Clarification regarding compaction in DD

[sdht0]

Hi!

I have a question on how DD decides which batches to compact? Specifically, when using the UnorderedInput interface to insert data into DD, consider the following pseudo code and 2 scenarios, both using the Pair timestamp:

for i in 0..m {
    if (i+1) != m { let edge_cap_next = edge_cap.delayed((i+1, 0)); }        (i)
    for j in 0..n {
        edge_input.session(edge_cap.clone()).give(edge, (i, j), diff)
        edge_cap.downgrade((i, j+1));
    }
    if (i+1) != m { edge_cap = edge_cap_next;  }                            (ii)
}

• When there are only one dimensional timestamps: [(0,0), (0,1), (0,2), ...(0,25)] (m=1 and n=25), there will no call to edge_cap.delayed(Pair(1,0)) in (i) above. Does that mean DD assumes there will be no data coming in at (1,*) or higher timestamps and starts compacting the batches as the timestamps move forward? Specifically, when computing at (0,25), will DD compact all data from (0,0) to (0,24) into a single batch, which would mean the computation at (0,25) will only be accessing diffs at one earlier timestamps (0,24) instead of all 24 earlier timestamps separately?
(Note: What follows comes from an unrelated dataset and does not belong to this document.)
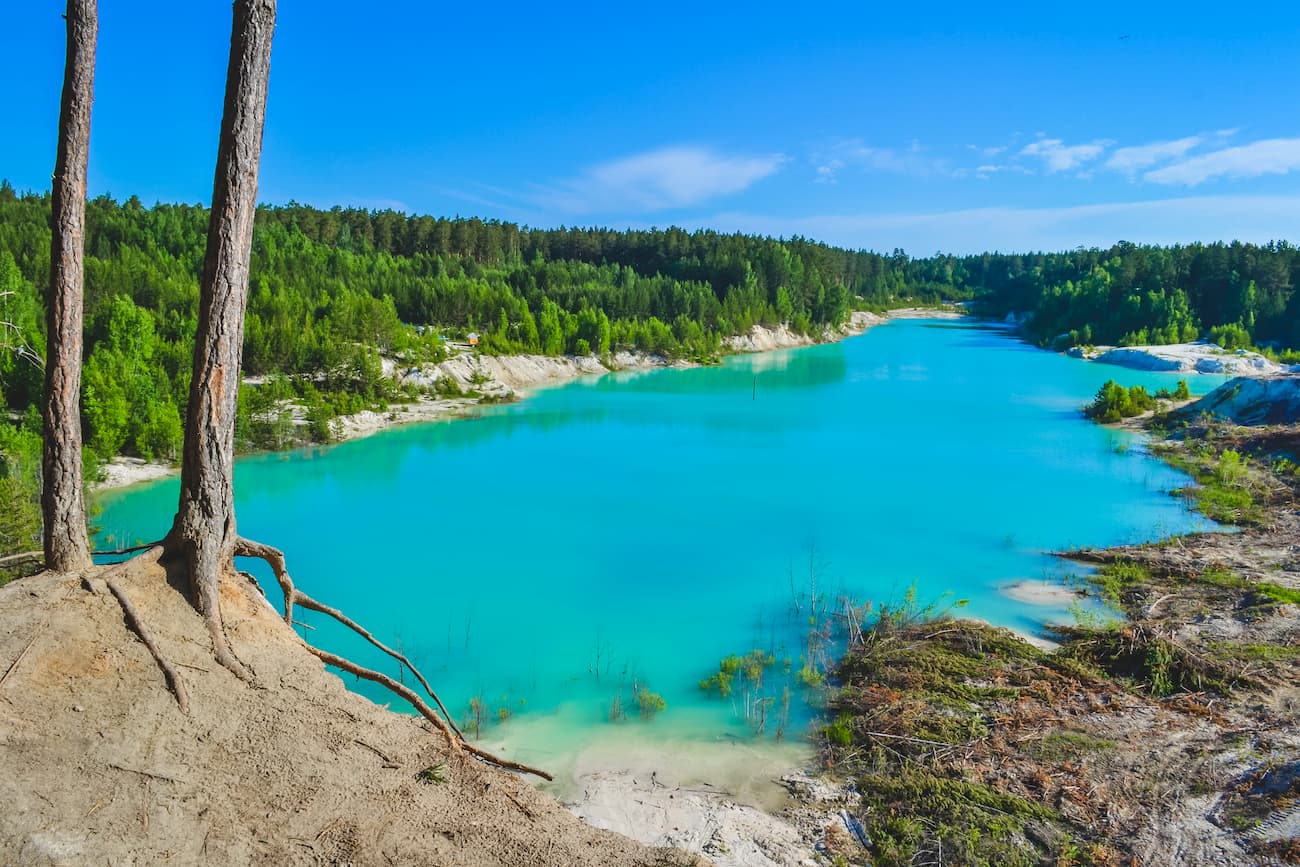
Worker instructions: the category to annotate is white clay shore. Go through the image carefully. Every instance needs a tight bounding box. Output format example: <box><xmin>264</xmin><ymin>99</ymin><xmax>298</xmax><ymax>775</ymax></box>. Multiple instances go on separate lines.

Experimentally, by adding the if condition at lines (i) and (ii) above (which then prevents creating the capability at (1,0)), runtime for wcc for 90 1D timestamps (m=1 and n=90) get better by 2.4X.

• Now consider the case when data is inserted at timestamps that can be organized in a 5x5 2D grid (m=5 and n=5). My question is, after statement (ii) above executes, does DD reason that there will be no more inputs at (i, *) (because we drop that capability) and hence can start compacting earlier rows?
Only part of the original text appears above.